“What a wonderful life I’ve had! I only wish I’d realized it sooner.” ~ Colette
Read that quote. Then re-read it. Let it sink it. Sit with it. Allow it to wander around with you as you complete your daily duties…working, cleaning, caring for children, cooking. Let it live with you for a while until the full meaning grabs your attention.
About a month ago, I came across those words. I read them. I moved along in my book. I came back to them. I re-read them. I thought about it for a while, and shrugged away the nagging feeling in my stomach and moved on with my life. Last week, I came across those exact words again. This time, I wasn’t able to shake them. I like to consider myself a happy person. I’m aware of my blessings. So why were these words haunting me? Following me around in my day to day, never far from the front of my mind. Poking at my soul. Reminding me of their presence. Here’s what I’ve come up with so far…
I’m a happy person…but I could be happier. I’m not always jumping up and down with joy. I’m not always smiling. Sometimes….believe it or not, I can be cranky and unkind! (Gasp!!) And here’s the kicker…sometimes it’s for seemingly no reason at all other than I’ve been mildly inconvenienced by someone or something. I can use harsh words. In short, I forget to be sweet, and end up being selfish. Focusing on the negative or inconvenience in a situation, no matter how small or momentary, will steal my joy. Often times, I allow that teeny, tiny, momentary irritation to seep into the rest of my life, and BOOM…negativity ensues and we all know how that crazy train runs. Fast. Blasting through anything happy. Leaving a wreckage of hurt feelings and more sadness in its’ wake.

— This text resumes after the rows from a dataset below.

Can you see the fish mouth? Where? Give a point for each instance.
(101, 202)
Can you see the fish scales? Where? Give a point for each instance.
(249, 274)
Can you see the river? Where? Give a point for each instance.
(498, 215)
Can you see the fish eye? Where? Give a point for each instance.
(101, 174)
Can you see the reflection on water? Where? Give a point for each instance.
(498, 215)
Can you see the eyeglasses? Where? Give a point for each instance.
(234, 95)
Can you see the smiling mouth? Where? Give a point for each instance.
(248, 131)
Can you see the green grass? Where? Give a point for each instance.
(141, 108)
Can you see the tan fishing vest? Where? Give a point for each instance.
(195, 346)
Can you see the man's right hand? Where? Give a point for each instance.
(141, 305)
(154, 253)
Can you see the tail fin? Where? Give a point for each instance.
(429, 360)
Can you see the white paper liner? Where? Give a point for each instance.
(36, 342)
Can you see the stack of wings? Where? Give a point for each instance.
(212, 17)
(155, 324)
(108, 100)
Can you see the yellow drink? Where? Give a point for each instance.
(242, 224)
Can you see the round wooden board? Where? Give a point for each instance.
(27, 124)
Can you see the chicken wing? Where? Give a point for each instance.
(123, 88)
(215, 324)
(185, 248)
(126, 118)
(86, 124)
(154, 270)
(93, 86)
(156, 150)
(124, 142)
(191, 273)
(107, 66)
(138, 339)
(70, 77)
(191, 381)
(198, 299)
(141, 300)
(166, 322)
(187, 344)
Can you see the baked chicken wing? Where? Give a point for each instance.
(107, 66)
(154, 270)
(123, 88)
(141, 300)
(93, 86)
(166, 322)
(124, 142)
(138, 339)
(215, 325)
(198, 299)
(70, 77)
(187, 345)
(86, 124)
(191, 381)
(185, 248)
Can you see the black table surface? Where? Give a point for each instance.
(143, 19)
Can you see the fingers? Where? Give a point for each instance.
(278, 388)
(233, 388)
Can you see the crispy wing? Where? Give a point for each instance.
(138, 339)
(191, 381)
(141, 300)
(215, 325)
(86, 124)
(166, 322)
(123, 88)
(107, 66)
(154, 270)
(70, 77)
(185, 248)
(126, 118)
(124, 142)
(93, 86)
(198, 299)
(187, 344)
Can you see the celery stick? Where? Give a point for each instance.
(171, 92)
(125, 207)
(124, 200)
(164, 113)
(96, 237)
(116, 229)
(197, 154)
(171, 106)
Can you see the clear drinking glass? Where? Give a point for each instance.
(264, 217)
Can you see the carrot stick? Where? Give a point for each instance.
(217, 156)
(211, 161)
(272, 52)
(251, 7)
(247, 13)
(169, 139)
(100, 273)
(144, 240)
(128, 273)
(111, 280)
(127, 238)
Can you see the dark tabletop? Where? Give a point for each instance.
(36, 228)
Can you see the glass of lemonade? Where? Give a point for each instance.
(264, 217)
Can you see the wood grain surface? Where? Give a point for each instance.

Now don’t get me wrong. Bad crap happens. ALL the time. The world we are living in these days…wow! Bad stuff happens in our circles. Bad stuff happens in our homes. In all honesty, when I look back on my own life…there has been a fair amount of “bad” things. Things that happen beyond my own control. Things that I’ve sat back and allowed to happen. Things that potentially could have ruined me all together. But in the grand scheme of things…those were all moments, sometimes days and years, but moments nonetheless. I had to make the conscious choice to not allow those bad moments the power to define who I am today. I had to choose to take those bad moments, and look to them as opportunities for growth. (Thanks to some therapy and by the grace of God!!) So, if I can overcome some “real” bad crap, why do I allow the little, unimportant inconveniences to dampen my outlook my life? Good question!!!
Ultimately, I don’t want to be laying on my deathbed looking back and saying “oh yea…I did have a good life”. Instead, I want to KNOW and FEEL how good and happy life can be while I’m in the midst of living it!! What an amazing concept!!! So, I’m making a conscious effort these days to simply…be happy. To allow myself to focus on the good in any situation, rather than brace myself for the negativity, that may not ever come. Some days are easier than others. But I have to say…the effort is paying off. My home is happier. My husband is happier. And you know what? I’m happier.